1826523 Members
4095 Online
109695 Solutions
New Discussion

parsing the FTP log

 
SOLVED
Go to solution
Rick Garland
Honored Contributor

parsing the FTP log

Hi all:

Working with FTP logs and parsing the data. I'm running into trouble when spaces are used in the file names. I have 2 example lines below. The 1st line has spaces in filename, the 2nd does not. How can I parse and report the filename when it has spaces?

Wed Oct 21 10:05:10 2009 1 10.20.29.32 0 /incoming/SR 1060258/Sanford & Sons Company 1060258.zip b _ i a IEUser@ ftp 0 * i

/incoming/SR1060258/Sanford_&_Sons_Company_1060258.zip b _ i a IEUser@ ftp 0 * i
21 REPLIES 21
Steven Schweda
Honored Contributor

Re: parsing the FTP log

> How can I parse and report the filename
> when it has spaces?

How do _you_ know where the end of the file
name is? Look for the last "@" and work
backward from there? I think that "sed"
could do that.
Rick Garland
Honored Contributor

Re: parsing the FTP log

That's part of the problem. The filename could have multiple spaces and with anonymous logins.
Steven Schweda
Honored Contributor

Re: parsing the FTP log

> The filename could have multiple spaces and
> with anonymous logins.

What's harder about _multiple_ spaces?

I don't do enough with an FTP server on HP-UX
to be particularly familiar with its log file
format, but (judging from these two example
lines) there seem to be some items with
reliable forms at the beginning of the line,
and some items with reliable forms at the end
of the line. I'd tend to expect whatever's
in between to be the file name.

I don't immediately see what would make this
particularly difficult.

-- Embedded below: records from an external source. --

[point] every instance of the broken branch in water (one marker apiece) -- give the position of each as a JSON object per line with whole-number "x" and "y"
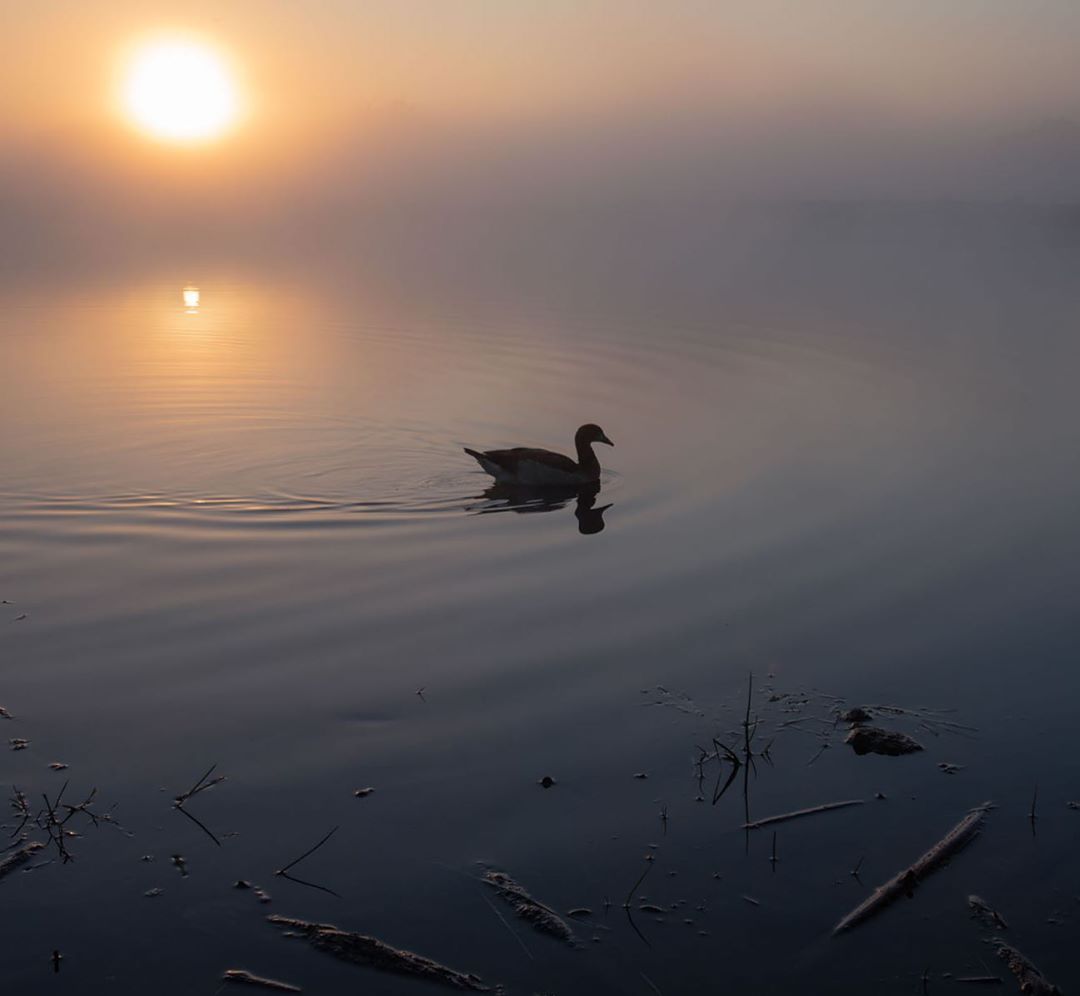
{"x": 875, "y": 740}
{"x": 238, "y": 974}
{"x": 284, "y": 871}
{"x": 824, "y": 807}
{"x": 541, "y": 916}
{"x": 904, "y": 883}
{"x": 201, "y": 785}
{"x": 21, "y": 857}
{"x": 1030, "y": 979}
{"x": 363, "y": 950}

Is there more than
the obvious variability? (No spaces in the
anonymous FTP ID string, right?)
James R. Ferguson
Acclaimed Contributor

Re: parsing the FTP log

Hi Rick:

You could snip out the filename (with or without spaces) based on the fact that there are a standard number of fields defined for lines in the '/var/adm/syslog/xferlog'.

This will report only the file name:

# cat ./snip_xferlog
#!/usr/bin/perl
use strict;
use warnings;
my ( @F, @left, @right );
while (<>) {
@F = split;
(@left) = ( @F[ 0 .. 7 ] );
(@right) = ( @F[ -9 .. -1 ] );
for ( 0 .. @left - 1 ) {
shift @F;
}
for ( 0 .. @right - 1 ) {
pop @F;
}
print "@F\n";
}
1;

The idea is to snip off (shift) the first eight fields along with the last nine fields (using pop), leaving the middle fields (of however many).

Run as:

# ./snip_xferlog /var/adm/syslog/xferlog

or:

# LINE="Wed Oct 21 10:05:10 2009 1 10.20.29.32 0 /incoming/SR 1060258/Sanford & Sons Company 1060258.zip b _ i a IEUser@ ftp 0 * i"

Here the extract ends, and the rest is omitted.